El planteo, así, descarnado, es lo que suelen decir en voz baja muchos gremialistas y políticos de formación marxista. Pero tiene varios problemas.

Primero, que choca directamente con la Constitución. Ese librito que no es otra cosa que las reglas de juego por las que acordamos guiarnos todos los uruguayos, no hace ninguna referencia a que exista algo llamado "bien social". Y según su artículo 32 "Nadie podrá ser privado de su derecho de propiedad sino en los casos de necesidad o utilidad públicas establecidos por una ley y recibiendo siempre una justa y previa compensación".

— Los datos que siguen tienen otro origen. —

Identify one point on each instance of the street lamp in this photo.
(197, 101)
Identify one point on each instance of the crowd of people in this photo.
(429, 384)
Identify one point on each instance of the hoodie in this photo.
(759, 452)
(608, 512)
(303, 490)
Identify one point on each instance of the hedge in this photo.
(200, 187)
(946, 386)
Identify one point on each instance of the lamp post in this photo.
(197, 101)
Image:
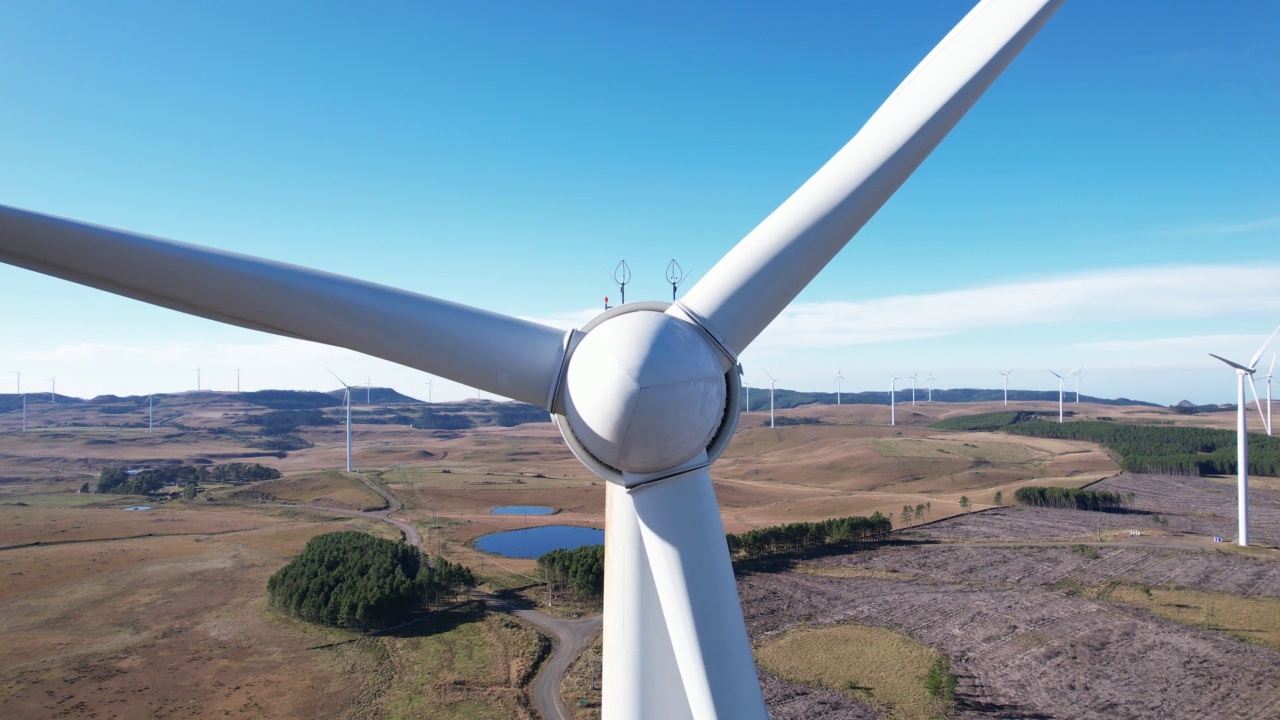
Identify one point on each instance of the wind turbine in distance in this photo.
(346, 396)
(892, 391)
(1061, 388)
(1270, 374)
(773, 383)
(1242, 438)
(643, 393)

Ya sabemos que hay mucha gente que no le gusta algunas cosas de la Constitución. Pero si Castellanos o sus colegas quieren cambiarle algo, ella misma explicita los caminos que tienen que recorrer. Pretender cambiar las reglas de juego a su aire no solo es ilegítimo. Habla mal de su noción de moral y buena fe.

El segundo problema es que todos los experimentos históricos que buscaron poner el derecho de propiedad por debajo de otros derechos "sociales" han sido un desastre, y solo han generado miseria y violencia. Hablar de Venezuela ya resulta hasta aburrido, pero puede elegir el caso que más le guste. Hay cientos. Y ni uno que haya salido bien.

Pero, por último, hay un tema de inteligencia. Estamos en un momento del país donde necesitamos como nunca aumentar la "torta", las inversiones se han reducido al mínimo porque los márgenes de ganancia son un desastre, y porque nadie quiere arriesgar su platita en un país donde hay gente influyente que dicen que al otro día de invertirla, esa plata ya no es suya. Es un "bien social".

Por eso, quienes tienen algún capital lo ponen en instrumentos financieros, o se van a otro país. Por eso, la única inversión en serio que sobrevuela el país (UPM) exige garantías de que la "doctrina castellanos" no se acerque a su planta. Y, por eso, el gobierno, (¡de izquierda!), está dispuesto a darle lo que pide. Si el amable lector obtuviera mañana un dinero, ¿qué haría? ¿Lo pondría a producir en Uruguay? O lo más probable sería que se mandara a mudar y desde la escalera del vuelo a Paraguay le gritara al señor del Cuesta Duarte: "Tuya, Milton". "¡Manejate!".